Air Force punishes Nellis airman for racially charged online rant

_“In accordance with the Uniform Code of Military Justice, Geraldine Lovely was held accountable for her actions,” Maj. Christina Sukach, chief of public affairs for the 99th Air Base Wing at Nellis, said in a statement Wednesday. “While specifics on this case can’t be released, 99th Air Base Wing leadership is satisfied with the outcome.”_

_Tech. Sgt. Geraldine Lovely of the 99th Force Support Squadron at the Nevada air force base posted a video of her in-uniform rant Jan. 26, in which she claimed black female airmen and noncommissioned officers had attitude problems._


----------



## DA SWO (Mar 6, 2018)

Ooh-Rah said:


> *- Update - *
> 
> The most informative part of this article?  "NOTHING" is hidden on the internet and there are NO hidden/secret groups that are truly hidden/safe.
> 
> ...


Someone will always get offended and repost from a covert forum/hidden FB page etc.
Or a liberal co-worker/friend ( @Muppet ) will get offended and arrange for a trip to FB jail.


----------



## policemedic (Mar 6, 2018)

Don’t want someone to repost or complain about something you say? Don’t fucking say it on social media.


----------



## policemedic (Mar 6, 2018)

DA SWO said:


> Someone will always get offended and repost from a covert forum/hidden FB page etc.
> Or a liberal co-worker/friend ( @Muppet ) will get offended and arrange for a trip to FB jail.

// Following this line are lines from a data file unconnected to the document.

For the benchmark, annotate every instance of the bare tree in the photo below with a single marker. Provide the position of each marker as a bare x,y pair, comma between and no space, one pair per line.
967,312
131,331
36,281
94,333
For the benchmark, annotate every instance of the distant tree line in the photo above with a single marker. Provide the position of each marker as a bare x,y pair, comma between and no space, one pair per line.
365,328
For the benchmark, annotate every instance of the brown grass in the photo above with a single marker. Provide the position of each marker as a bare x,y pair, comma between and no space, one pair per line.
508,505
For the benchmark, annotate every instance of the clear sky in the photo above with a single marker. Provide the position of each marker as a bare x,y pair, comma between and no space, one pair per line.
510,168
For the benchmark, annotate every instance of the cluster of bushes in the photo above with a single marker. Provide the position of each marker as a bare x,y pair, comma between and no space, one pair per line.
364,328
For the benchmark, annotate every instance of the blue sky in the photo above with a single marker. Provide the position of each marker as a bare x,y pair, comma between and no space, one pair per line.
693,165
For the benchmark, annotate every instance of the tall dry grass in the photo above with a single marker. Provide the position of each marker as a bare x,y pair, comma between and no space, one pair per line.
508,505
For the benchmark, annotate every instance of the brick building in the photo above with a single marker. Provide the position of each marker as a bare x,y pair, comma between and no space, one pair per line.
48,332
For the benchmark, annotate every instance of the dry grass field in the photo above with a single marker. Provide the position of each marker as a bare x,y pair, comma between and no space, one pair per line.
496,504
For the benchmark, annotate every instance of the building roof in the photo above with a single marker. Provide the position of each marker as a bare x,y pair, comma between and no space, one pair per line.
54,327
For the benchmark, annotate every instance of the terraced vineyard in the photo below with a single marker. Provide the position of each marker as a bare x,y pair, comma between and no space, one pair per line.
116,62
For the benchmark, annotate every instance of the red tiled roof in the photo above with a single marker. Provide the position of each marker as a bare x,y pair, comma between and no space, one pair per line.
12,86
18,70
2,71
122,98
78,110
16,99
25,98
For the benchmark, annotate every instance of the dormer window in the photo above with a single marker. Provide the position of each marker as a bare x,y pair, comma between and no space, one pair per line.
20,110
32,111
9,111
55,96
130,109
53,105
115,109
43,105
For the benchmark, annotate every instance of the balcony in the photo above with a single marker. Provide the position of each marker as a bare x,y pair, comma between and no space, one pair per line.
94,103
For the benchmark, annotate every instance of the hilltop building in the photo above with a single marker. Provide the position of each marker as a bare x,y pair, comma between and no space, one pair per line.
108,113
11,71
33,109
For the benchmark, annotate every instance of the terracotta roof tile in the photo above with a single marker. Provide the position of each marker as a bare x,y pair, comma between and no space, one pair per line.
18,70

@Muppet lives in FB jail. No chance of parole for that fucker.


----------



## Marine0311 (Mar 6, 2018)

policemedic said:


> @Muppet lives in FB jail. No chance of parole for that fucker.




Colddddd blooooodeedddd.


----------



## DA SWO (Mar 6, 2018)

policemedic said:


> @Muppet lives in FB jail. No chance of parole for that fucker.


He'd stay out if he'd scrub friends and co-workers off his FB page.


----------



## policemedic (Mar 6, 2018)

DA SWO said:


> He'd stay out if he'd scrub friends and co-workers off his FB page.



Yeah. He’s got some folks with sand in their pussies.


----------



## Muppet (Mar 6, 2018)

I thought I scrubbed them all but sure as shit, one pops up, usually after I post my right wing conspiracy shit, then, boom, blocked.....

M.


----------



## Gunz (Mar 6, 2018)

policemedic said:


> Yeah. He’s got some folks with sand in their pussies.






Muppet said:


> I thought I scrubbed them all but sure as shit, one pops up, usually after I post my right wing conspiracy shit, then, boom, blocked.....
> 
> M.




Both of you assholes are my FB friends. That's why I deactivated my fucking account. Too many commie pukes chiming in.


----------



## Muppet (Mar 6, 2018)

Ocoka said:


> Both of you assholes are my FB friends. That's why I deactivated my fucking account. Too many commie pukes chiming in.



I can see that anger control class is working wonders brother. 

M.


----------



## Crusader74 (Mar 6, 2018)

Not so lovely....


----------



## Gunz (Mar 6, 2018)

Muppet said:


> I can see that anger control class is working wonders brother.
> 
> M.


----------



## DC (Mar 6, 2018)

Attitude reflects leadership. Poor leaders ALWAYS blame subordinates. Put everyone in hack. Stay off social assclownery sites and do what your being expected to as a leader.


----------



## Chopstick (Mar 6, 2018)

Muppet said:


> I thought I scrubbed them all but sure as shit, one pops up, usually after I post my right wing conspiracy shit, then, boom, blocked.....
> 
> M.


I miss you when you are FB jail.  I am going to bake you a FB cake with a FB file in it so as you can bust out next time.  And there WILL be a next time. Or six  LOL


----------



## ShadowSpear (Mar 6, 2018)

What is FB jail? Is that like being unable to post for a week or something?


----------



## Chopstick (Mar 6, 2018)

ShadowSpear said:


> What is FB jail? Is that like being unable to post for a week or something?


Sometimes it is worse than that.  Sometimes we have to do without Muppet for 2 weeks.


----------



## AWP (Mar 6, 2018)

policemedic said:


> @Muppet lives in FB jail. No chance of parole for that fucker.



Fact.


----------